Eric’s spirit, joy for life, smile and heart are most evident in his beautiful daughter, Louissa. Eric and Louissa shared a special relationship, and Eric was so proud of her. He lived vicariously through “Kid Lou” as she experienced college at Western State Colorado University and as she spent a semester abroad in Vietnam. He visited her in Colorado to ski and hang out multiple times, and he treasured these visits.
This bare outline of Eric’s life does not begin to convey the force of his personality, his enthusiasm for life, and his love of food and drink and the companionship of his family and many friends. He was proud to be a farmer but described himself as an “agripreneur,” always eager to try something new and different. He was an early proponent of greenhouse growing and preserving his primary crop, butternut squash, to sell throughout the winter. At his market stand, he introduced his butternut squash and chocolate beet doughnuts, gorditas from the grill expertly cooked by his dear friend Pete Fortuna, and watermelon water. He ventured south to Brooklyn, N.Y. ("Dad, there’s 9 million people down there”) and established a successful stand at the huge food vendor center at Smorgasburg selling Vermont maple lemonade and his now-famous doughnuts. Of course, Eric soon had celebrity status in Brooklyn as he does in Vermont due to the unavoidable draw of his wonderful personality.

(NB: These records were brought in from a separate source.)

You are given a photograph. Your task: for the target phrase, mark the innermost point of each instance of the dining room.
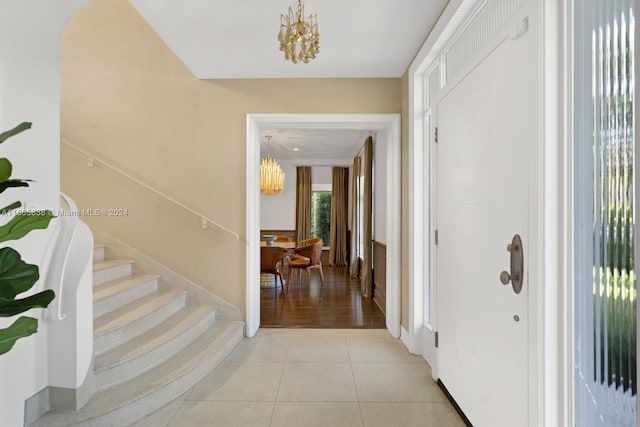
(318, 211)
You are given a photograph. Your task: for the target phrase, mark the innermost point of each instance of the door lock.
(517, 265)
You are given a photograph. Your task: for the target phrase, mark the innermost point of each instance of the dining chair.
(271, 262)
(307, 258)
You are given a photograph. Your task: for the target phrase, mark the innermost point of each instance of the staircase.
(152, 343)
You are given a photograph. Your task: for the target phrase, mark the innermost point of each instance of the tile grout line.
(284, 365)
(355, 386)
(168, 424)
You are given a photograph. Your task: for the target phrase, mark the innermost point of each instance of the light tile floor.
(314, 377)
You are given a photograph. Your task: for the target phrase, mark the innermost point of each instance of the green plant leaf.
(19, 226)
(16, 276)
(5, 169)
(9, 183)
(9, 208)
(23, 327)
(11, 307)
(16, 130)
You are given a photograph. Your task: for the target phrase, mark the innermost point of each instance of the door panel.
(487, 130)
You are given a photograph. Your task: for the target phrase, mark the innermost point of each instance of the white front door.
(486, 152)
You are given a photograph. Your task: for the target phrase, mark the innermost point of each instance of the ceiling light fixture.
(271, 175)
(299, 38)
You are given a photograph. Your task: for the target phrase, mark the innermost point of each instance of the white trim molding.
(386, 126)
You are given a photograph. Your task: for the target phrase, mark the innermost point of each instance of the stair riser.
(107, 305)
(98, 254)
(140, 408)
(126, 371)
(110, 274)
(111, 339)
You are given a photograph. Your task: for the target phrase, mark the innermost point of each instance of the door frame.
(387, 127)
(551, 310)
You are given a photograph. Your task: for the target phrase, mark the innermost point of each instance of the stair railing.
(205, 221)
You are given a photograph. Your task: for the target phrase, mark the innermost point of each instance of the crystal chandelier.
(299, 39)
(271, 175)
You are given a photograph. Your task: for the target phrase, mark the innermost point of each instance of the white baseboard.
(405, 337)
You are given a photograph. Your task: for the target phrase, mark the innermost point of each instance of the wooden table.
(286, 245)
(267, 280)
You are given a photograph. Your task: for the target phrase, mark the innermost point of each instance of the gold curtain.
(303, 202)
(367, 220)
(354, 269)
(339, 205)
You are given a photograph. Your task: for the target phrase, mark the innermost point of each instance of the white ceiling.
(321, 144)
(238, 38)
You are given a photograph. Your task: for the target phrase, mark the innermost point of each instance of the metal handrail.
(205, 220)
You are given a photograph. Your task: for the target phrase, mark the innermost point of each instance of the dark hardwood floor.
(339, 304)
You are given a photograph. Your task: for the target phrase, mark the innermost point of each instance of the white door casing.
(487, 136)
(387, 128)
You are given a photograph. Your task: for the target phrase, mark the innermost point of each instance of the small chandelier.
(271, 175)
(299, 39)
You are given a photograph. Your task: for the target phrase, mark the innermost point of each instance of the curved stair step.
(131, 401)
(153, 347)
(135, 318)
(108, 270)
(113, 295)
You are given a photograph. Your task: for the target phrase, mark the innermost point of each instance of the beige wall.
(126, 98)
(404, 245)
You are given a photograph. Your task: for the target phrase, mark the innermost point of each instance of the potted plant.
(16, 276)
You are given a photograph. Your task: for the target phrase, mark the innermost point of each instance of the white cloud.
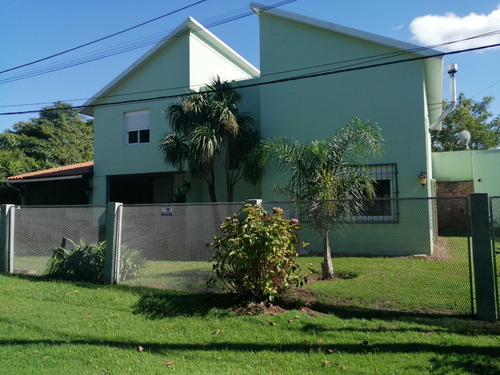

Eric always insisted on making his own deliveries so he could meet and get to know the restaurant owners and buyers of his goods. As a result of this consistent personal contact and his bigger-than-life personality, he was widely known throughout the Burlington food community. To know Eric was to love him, and he had a special knack for making everyone feel as if they were one of his dearest friends. His family is grateful for the outpouring of condolences and love, and the sharing of all of the wonderful stories of how Eric touched their lives. Eric’s life was far too big for any one person to know how far-reaching his impact was, and these stories from near and far give us further love for, and insight into, Eric. The family would also like to express appreciation for the lovely piece written by Sally Pollak which can be found online in Seven Days.
Eric is survived by his loving wife, Keenann; his adoring daughter, Louissa; and his sweet son, Hans; as well as his proud father, Jan, and mother, Mary Jane Rozendaal. Eric was extremely close to his sister Kara Hankes (husband Matt Hankes) and his brother Steven (wife Elise Rozendaal). Keenann’s two boys, Niles and Harry Fromm, were also like sons to Eric. Also missing their beloved uncle are Kara’s three children, Katherine, Lily and Wyatt Hankes; and Steven’s two children, Noa and J.P. Rozendaal. Like family to Eric was his wonderful farm crew; Walter and Marvin Pec Ticun of Guatemala; Tenzin Tsamchok of Tibet; John Sheehan, and neighbor Ralph Cota of Starksboro; as well as his canine loves, Scuba, Dani and Emmet.
A celebration of Eric’s incredible life will take place at his beloved home at Rockville Market Farm (205 Cemetery Road, Starksboro, VT) on the 12th of August, 2018, at 1 p.m.